Teu duplo refaz o que tive e vi e fui,
sombras cujos atributos conspiram ainda.
Uma delas mora na esquiva escuridão.
Outra se arrasta por rostos que recuam.
Haverá uma que me vê trazendo a noite.
São como palavras herdadas pelo fogo.
Por toda a terra vagam e nada cresce ali.
O nome é apenas parte de seu legado,
um dos símbolos da morte que entalham
em formas várias e suplicantes versos
que dizem o mesmo dá-me um caminho.
Figuras de pedra e madeira e porcelana,
as mesmas que temos sempre em casa
e que não deixam de bater o coração.
Tu és um pássaro e um sol e o túmulo
de um deus que imita o curso de teus dias.

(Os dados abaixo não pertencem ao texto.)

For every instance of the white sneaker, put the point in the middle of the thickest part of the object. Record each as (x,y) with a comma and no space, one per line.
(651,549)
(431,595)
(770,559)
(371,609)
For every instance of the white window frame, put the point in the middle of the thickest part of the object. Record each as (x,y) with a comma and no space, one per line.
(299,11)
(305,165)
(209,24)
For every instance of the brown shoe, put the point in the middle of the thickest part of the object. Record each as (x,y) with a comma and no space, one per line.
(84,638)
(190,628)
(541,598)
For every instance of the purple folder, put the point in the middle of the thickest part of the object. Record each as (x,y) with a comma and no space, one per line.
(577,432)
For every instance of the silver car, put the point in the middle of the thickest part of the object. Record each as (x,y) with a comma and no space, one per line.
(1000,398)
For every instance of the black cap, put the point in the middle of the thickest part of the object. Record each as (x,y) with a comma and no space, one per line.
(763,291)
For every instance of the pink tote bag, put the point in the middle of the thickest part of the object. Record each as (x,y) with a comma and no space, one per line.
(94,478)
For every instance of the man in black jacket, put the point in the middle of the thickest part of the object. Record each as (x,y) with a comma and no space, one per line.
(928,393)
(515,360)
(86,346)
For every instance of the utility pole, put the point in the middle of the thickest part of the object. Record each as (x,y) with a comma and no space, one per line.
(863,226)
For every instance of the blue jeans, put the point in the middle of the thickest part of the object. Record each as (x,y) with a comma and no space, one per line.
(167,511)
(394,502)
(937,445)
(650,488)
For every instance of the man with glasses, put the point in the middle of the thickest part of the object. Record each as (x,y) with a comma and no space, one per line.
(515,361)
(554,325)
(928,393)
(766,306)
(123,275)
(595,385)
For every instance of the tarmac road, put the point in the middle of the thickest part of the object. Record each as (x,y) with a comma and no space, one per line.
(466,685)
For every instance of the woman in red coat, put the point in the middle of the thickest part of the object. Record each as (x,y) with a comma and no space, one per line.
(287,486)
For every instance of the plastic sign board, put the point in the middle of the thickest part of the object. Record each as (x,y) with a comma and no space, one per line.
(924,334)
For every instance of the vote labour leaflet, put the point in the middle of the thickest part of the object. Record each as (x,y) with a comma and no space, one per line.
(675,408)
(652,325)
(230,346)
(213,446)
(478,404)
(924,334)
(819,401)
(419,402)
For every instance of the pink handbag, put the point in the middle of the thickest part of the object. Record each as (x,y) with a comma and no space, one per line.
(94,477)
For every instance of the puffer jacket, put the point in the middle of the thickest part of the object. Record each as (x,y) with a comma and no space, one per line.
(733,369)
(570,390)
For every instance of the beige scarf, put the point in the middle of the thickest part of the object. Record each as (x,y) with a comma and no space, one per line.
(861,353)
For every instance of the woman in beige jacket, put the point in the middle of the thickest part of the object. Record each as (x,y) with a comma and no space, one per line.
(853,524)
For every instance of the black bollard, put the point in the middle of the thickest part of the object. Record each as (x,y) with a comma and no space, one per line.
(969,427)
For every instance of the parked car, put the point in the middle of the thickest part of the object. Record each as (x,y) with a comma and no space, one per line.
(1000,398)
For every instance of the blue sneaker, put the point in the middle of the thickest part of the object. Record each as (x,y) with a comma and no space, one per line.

Tua bela forma golpeia qualquer escriba
em tradução de trevas ou terra santa.
Passagem e selo abissal de toda crença.
O que buscas e o que o livro oculta
em linhas invisíveis a quem supõe sabê-las.





Teu nome é ausência, vertigem da memória,
flecha de ouro cujo percurso descerra
uma furtiva utopia. Ascensão ao inferno,
contigo nas emanações do vazio. Vapores
do caos sopram que tua morte é meu asilo
primordial. Um a um os fantasmas virão
depor: recolho as cinzas de teu refúgio
em meu corpo. Estranho mar de sentidos:
tua imagem paciente, oh Incriado, teia
que nos torna uma tribo de vícios. Tremor
de visões daquela que guarda a chave
em seu leito. Materiais de risco. Fogueira
de sonhos. Metáfora isolada na torre
dos delírios. Mãe infundada. Este é o corpo.